Analytics has changed this relationship; the front office now had information that might contradict what a manager ordinarily would want to do. As one writer recently observed, overstating a little, “Teams don’t want a seasoned, master tactician anymore so much as they want a manager with a small ego and an open mind. At the root of this change is the proliferation of statistical analysis, which can make decisions for managers if they’re willing to embrace it.” Lewis described Beane’s preferred approach in Moneyball: “Beane ran the whole show. He wasn’t just making the trades and supervising scouts and getting his name in the papers and whatever else a GM did. He was deciding whether to bunt or steal; who played and who sat; who hit in which spot in the lineup; how the bullpen was used; even the manager’s subtle psychological tactics.”

billy-beaneThe debate in the immediate aftermath of the book was between those who supported the traditional scouting model and those who thought, as Beane did in Lewis’s book, that sabermetrics could dramatically reduce the need for scouts. In fact, much of the acrimony was due to Lewis’s overstated caricaturization of scouts’ limitations. His unflattering portrayal of traditional scouts poisoned even his more compelling statistical arguments and encouraged an unnecessary choosing of sides. The smartest and most successful teams, as it turned out, grew their analytics staff to provide information that could enhance and augment what their scouts were telling them, and that, in the ideal environment, the scouts and analytics staffs could work together and learn from each other.
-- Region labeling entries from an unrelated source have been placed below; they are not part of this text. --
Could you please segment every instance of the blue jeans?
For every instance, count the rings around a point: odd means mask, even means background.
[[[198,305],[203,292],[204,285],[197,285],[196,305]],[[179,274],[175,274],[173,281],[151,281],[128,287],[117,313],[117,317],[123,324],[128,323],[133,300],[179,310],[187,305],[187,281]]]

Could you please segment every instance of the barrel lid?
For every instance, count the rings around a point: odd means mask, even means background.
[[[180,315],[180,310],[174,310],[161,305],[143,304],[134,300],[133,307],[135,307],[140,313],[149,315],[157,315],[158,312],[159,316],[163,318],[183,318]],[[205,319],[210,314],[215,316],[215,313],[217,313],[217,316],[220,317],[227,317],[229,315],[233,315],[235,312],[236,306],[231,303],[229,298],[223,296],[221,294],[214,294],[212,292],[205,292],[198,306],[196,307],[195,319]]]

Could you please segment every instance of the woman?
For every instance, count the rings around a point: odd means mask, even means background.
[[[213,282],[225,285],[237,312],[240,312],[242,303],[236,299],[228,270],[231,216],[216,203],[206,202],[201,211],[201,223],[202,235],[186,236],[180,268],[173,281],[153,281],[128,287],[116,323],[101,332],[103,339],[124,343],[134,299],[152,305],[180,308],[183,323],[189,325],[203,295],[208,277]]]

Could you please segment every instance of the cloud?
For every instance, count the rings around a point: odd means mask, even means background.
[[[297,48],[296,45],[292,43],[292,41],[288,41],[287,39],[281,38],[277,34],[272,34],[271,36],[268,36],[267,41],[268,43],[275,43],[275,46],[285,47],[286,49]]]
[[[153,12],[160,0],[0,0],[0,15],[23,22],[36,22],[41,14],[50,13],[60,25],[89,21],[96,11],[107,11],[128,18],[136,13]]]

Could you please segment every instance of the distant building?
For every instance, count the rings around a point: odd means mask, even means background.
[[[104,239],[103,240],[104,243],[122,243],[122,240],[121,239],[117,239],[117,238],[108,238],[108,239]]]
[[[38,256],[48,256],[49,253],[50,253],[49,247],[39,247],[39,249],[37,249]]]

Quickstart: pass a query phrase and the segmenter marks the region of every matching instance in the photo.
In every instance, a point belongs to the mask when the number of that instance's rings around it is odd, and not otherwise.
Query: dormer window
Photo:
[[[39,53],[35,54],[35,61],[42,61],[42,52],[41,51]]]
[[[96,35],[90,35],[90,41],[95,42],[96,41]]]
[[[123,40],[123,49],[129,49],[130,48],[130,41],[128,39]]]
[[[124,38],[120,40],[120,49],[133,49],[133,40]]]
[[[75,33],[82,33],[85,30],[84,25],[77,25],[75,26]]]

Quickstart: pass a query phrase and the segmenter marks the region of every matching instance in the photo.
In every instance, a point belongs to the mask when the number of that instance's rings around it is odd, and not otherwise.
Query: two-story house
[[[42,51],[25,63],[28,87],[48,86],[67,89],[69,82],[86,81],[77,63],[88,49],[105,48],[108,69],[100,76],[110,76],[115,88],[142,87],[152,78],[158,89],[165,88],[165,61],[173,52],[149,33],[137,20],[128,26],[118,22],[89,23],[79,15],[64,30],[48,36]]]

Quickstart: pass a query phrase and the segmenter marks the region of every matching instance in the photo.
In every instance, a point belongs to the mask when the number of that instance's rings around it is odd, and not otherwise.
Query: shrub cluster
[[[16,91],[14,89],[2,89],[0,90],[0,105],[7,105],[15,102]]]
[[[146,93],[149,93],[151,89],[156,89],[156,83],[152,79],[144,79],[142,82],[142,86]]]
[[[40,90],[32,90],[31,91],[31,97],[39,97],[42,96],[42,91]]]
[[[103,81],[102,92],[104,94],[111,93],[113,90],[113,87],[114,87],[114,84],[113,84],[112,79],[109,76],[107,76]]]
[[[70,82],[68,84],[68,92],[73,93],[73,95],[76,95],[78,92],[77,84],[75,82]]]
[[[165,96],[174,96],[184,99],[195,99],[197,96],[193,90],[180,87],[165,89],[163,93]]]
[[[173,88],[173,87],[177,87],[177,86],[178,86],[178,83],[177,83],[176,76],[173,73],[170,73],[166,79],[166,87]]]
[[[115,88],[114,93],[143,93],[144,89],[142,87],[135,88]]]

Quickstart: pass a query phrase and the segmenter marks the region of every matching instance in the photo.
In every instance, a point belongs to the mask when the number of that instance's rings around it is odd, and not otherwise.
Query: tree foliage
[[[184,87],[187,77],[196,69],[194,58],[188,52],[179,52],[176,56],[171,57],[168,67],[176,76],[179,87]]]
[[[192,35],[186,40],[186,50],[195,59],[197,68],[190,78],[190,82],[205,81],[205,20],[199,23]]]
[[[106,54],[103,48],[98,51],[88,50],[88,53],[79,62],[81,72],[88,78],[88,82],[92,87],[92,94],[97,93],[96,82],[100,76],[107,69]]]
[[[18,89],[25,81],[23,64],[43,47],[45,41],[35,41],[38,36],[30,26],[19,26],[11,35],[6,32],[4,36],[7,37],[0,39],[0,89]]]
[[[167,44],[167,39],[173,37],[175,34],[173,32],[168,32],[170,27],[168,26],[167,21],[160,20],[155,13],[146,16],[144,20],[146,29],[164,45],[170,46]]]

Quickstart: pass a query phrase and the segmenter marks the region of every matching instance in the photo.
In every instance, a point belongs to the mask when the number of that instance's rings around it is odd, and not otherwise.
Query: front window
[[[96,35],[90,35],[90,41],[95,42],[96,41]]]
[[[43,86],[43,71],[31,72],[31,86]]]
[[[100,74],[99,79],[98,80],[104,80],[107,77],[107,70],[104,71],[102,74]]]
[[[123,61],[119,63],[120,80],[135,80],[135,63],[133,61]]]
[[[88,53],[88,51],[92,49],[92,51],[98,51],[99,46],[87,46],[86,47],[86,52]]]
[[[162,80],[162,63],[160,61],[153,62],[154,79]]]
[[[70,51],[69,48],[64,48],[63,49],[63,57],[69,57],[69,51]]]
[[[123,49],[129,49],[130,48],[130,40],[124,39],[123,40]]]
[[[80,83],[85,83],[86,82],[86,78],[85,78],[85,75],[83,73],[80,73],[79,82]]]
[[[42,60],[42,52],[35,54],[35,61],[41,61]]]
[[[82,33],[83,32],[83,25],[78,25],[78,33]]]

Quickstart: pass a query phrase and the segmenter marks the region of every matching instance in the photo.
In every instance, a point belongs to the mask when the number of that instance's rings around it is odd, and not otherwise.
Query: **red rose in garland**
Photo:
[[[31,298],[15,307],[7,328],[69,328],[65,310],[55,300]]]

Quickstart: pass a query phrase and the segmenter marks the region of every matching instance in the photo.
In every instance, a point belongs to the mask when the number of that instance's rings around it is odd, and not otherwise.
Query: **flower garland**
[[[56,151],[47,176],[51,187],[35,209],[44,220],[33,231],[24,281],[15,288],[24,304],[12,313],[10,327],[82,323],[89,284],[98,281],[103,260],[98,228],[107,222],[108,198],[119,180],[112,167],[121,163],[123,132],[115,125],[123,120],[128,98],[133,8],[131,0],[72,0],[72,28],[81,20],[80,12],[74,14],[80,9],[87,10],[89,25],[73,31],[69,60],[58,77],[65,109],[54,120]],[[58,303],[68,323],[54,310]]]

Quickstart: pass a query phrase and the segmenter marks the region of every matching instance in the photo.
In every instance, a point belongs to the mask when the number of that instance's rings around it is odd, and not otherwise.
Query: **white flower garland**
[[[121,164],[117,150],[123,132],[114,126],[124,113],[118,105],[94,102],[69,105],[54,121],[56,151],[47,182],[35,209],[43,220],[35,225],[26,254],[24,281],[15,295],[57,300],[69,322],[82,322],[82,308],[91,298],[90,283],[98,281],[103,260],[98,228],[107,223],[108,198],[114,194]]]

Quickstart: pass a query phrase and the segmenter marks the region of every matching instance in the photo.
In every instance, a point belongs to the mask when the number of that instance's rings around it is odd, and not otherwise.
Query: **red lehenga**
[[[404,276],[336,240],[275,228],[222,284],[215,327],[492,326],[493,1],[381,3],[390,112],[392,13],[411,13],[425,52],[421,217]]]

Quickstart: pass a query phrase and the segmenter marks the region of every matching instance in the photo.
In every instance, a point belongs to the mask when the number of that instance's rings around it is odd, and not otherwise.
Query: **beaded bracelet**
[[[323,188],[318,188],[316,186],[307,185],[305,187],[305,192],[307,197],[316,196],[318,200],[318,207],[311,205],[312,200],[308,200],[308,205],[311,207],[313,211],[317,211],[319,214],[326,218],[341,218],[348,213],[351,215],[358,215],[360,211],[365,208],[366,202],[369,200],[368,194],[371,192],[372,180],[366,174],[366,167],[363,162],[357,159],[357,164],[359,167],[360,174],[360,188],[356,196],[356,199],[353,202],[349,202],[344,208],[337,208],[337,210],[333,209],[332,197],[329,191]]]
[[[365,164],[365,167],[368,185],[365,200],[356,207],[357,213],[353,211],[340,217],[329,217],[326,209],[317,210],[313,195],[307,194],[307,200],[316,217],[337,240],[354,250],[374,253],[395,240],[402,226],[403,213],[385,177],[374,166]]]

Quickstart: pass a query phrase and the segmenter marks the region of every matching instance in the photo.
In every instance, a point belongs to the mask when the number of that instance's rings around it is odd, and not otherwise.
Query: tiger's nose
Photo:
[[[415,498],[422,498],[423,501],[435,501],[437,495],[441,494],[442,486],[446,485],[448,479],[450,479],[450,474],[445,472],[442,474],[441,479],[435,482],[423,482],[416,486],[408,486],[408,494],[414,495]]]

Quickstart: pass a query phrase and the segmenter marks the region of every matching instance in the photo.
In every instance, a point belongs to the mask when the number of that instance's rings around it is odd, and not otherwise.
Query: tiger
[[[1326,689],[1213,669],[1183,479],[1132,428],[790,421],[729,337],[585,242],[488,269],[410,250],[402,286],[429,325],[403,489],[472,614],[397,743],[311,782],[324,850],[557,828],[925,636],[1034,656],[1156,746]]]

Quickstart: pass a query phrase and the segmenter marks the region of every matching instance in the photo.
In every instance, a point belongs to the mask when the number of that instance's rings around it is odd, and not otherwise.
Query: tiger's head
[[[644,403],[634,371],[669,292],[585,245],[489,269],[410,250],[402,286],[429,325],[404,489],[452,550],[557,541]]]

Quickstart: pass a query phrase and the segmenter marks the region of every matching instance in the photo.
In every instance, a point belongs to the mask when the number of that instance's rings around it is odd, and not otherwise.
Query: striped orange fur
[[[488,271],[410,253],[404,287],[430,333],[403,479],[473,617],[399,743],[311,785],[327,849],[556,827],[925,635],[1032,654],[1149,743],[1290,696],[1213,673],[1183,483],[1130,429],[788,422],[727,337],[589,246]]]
On the field, even in the most analytically focused organizations, managers have remained critical to success given all the complexities in leading 25 men.

Back in 2003 Lewis thought that Beane’s advantage would eventually dissipate because other teams were going to start mimicking his strategies. “He [Beane] may feel pretty happy with himself now, because his team reflects inefficiencies exploited in the past, and looks pretty damned good. He might even get through this whole year without having to use the trade deadline, one of his favorite things. But two, three years down the road, he has problems.”

Beane thinks we have finally reached that point, though it took longer than two or three years. “Eventually, it was going to happen,” Beane recently acknowledged. “The big teams are run very wisely now. There are really smart guys who have capital. There’s no soft spots. They’re smart guys, and they’re surrounded by smart guys. It’s a very intelligent industry right now. In fact, one of the most intelligent [of any industry] … The big teams look like they’re going to be good for a long time.”